Almost three decades ago, David Lee Gavitt was convicted of starting the fire that killed his wife and two children. He was sentenced to life in prison.

This week, Gavitt, now 54, was set free based on new scientific evidence proving that the fire was accidental.

Gavitt’s is the most recent case that highlights a shift in thinking about what causes a fire and how what once seemed like telltale signs of arson can actually be the opposite. Last week, a Chicago-area man was released after prosecutors dismissed arson-murder charges against him stemming from a 1984 fire. And Ernest Ray Willis of Texas was exonerated in 2004 after spending almost 20 years on death row, based in part on evidence presented by renown fire scientist Gerald Hurst.

Gavitt’s case involves both a crucial error in forensic science and the debunking of myths that have been part of arson investigation for decades: A lab erroneously concluded that a carpet sample contained evidence of gasoline, and investigators assumed that a fire that burned quickly as the one in the Gavitt household must have been intentionally set. We now know that because of a scientific phenomena called “flashover,” a fire can burn hot and fast without being set on purpose and can leave patterns on a surface that can be mistaken as pour patterns.

   “In light of modern fire science, there is simply not one shred of credible evidence that the fire at the Gavitt residence was intentionally set,” wrote John Lentini, an expert in fire science, in an affidavit presented to a judge last fall by the Innocence Clinic at the University of Michigan Law School, who worked extensively on Gavitt’s case.

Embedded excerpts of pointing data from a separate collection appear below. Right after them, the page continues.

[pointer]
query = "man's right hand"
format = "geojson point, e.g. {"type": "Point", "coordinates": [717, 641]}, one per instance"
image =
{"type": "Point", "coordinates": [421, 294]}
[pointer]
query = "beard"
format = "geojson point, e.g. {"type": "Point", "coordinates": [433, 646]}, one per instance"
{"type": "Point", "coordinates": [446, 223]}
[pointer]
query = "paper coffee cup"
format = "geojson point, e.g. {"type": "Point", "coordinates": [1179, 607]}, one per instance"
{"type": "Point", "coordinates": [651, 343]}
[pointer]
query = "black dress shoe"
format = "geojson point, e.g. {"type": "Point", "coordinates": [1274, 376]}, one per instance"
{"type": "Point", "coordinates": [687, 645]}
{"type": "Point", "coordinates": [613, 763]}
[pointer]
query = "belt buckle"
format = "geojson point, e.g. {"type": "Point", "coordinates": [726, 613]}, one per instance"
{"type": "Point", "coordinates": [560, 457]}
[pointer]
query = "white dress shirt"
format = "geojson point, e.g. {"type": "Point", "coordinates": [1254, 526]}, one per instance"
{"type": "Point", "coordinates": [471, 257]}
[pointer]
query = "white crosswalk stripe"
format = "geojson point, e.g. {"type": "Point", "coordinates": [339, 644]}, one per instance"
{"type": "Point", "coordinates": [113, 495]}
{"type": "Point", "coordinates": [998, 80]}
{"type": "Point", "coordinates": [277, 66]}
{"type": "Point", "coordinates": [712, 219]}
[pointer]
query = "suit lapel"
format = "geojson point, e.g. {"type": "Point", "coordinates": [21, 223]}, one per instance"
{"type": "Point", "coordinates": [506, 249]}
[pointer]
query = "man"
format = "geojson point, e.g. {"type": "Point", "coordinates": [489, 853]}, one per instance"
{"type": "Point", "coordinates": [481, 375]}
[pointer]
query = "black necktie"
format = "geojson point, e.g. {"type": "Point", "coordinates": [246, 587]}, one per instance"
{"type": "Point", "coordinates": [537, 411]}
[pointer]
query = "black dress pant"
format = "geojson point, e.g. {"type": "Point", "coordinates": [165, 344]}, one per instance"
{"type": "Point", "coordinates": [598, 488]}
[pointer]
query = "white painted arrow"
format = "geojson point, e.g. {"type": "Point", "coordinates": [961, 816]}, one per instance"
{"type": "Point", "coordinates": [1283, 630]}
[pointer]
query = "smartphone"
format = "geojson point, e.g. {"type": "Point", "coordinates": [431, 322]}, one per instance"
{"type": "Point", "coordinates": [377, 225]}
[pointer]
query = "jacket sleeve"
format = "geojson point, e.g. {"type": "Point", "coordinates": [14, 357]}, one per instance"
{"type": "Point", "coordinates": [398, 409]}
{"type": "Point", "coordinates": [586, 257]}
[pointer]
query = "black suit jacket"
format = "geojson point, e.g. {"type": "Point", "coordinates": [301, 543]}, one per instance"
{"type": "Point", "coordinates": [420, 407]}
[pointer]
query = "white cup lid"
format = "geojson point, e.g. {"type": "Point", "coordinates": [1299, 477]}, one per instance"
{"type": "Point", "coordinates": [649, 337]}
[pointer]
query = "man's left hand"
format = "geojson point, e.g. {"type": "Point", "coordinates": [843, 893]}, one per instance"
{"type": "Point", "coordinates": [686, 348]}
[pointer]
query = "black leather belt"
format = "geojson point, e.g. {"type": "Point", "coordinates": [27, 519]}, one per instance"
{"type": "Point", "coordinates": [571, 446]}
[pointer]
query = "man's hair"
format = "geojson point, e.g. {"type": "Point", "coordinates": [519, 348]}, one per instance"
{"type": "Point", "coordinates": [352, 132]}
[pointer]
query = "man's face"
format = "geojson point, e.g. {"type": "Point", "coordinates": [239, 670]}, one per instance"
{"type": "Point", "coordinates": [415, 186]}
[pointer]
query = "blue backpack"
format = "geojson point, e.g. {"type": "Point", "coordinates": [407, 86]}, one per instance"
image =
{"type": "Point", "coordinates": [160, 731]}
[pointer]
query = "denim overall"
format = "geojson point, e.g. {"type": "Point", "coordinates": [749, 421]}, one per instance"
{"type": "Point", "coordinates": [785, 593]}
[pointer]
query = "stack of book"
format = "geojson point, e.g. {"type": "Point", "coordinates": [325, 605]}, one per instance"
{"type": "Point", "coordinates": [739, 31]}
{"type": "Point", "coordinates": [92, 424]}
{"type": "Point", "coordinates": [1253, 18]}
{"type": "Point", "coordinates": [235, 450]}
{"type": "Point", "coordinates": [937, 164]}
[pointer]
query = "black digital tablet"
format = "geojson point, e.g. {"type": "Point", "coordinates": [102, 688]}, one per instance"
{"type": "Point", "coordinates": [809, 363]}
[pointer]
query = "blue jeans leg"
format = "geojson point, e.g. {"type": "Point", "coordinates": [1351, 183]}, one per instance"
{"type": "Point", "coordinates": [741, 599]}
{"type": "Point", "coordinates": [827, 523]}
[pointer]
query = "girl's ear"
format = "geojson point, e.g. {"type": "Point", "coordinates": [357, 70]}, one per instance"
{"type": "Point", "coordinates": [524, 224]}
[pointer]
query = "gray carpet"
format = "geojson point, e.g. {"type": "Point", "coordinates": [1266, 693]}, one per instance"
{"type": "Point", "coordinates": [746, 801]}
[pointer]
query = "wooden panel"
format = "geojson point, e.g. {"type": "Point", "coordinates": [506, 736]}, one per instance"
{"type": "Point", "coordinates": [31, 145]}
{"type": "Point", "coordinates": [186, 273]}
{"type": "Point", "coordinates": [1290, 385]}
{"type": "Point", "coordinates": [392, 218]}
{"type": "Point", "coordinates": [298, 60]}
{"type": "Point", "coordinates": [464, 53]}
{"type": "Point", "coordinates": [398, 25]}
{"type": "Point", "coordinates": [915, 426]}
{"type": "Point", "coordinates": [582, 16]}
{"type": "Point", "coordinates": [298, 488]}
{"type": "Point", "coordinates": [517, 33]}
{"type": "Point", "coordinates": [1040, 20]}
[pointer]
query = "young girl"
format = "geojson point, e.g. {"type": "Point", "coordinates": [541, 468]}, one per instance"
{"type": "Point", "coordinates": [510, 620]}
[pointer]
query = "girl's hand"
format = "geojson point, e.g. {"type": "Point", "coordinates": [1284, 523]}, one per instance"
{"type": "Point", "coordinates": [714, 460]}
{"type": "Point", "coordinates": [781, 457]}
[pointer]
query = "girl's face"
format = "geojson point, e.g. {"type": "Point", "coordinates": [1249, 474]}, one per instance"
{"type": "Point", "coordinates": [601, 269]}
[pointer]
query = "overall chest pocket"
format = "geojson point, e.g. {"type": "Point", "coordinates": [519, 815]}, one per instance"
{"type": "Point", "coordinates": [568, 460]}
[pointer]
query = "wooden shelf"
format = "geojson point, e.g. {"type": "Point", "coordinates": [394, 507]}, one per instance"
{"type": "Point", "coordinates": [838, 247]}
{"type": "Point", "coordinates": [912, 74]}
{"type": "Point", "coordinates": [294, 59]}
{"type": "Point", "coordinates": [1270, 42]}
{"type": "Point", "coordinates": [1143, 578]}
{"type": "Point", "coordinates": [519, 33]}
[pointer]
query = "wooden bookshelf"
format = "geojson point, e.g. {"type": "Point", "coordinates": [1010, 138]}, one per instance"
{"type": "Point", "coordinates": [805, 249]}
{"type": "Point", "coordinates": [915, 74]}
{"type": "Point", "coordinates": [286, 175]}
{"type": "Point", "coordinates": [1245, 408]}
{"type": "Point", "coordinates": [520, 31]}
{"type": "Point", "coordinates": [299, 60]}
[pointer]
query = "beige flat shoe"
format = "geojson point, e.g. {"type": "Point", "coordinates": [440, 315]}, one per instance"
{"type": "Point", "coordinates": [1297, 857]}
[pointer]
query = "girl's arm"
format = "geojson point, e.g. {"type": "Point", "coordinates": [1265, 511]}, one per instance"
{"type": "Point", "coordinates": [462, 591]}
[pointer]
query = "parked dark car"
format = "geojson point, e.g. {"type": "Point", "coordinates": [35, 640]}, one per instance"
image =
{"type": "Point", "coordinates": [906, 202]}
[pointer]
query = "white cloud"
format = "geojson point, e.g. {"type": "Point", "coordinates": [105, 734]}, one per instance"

Lentini and Hearst are two of the key scientists who helped change the long-held assumptions about how fires burn by starting and studying their own. “The fire investigation community largely consists of people who are firemen. They’re not scientists. They don’t have any formal scientific training,” Lentini told FRONTLINE.  “Extinguishing a fire and investigating a fire involve two different skill sets and two different mindsets.”

Both men have voiced their expert opinions on questionable arson cases in the past, most notably that of Cameron Todd Willingham. Featured in our 2010 film Death By Fire, Willingham’s story strangely echoeos Gavitt’s case: He says he woke up to his house on fire and was able to escape but unable to save his family inside. (Witnesses to the Willingham fire claim they never saw him try and go back into the house; however, neighbors had to restrain Gavitt from doing so).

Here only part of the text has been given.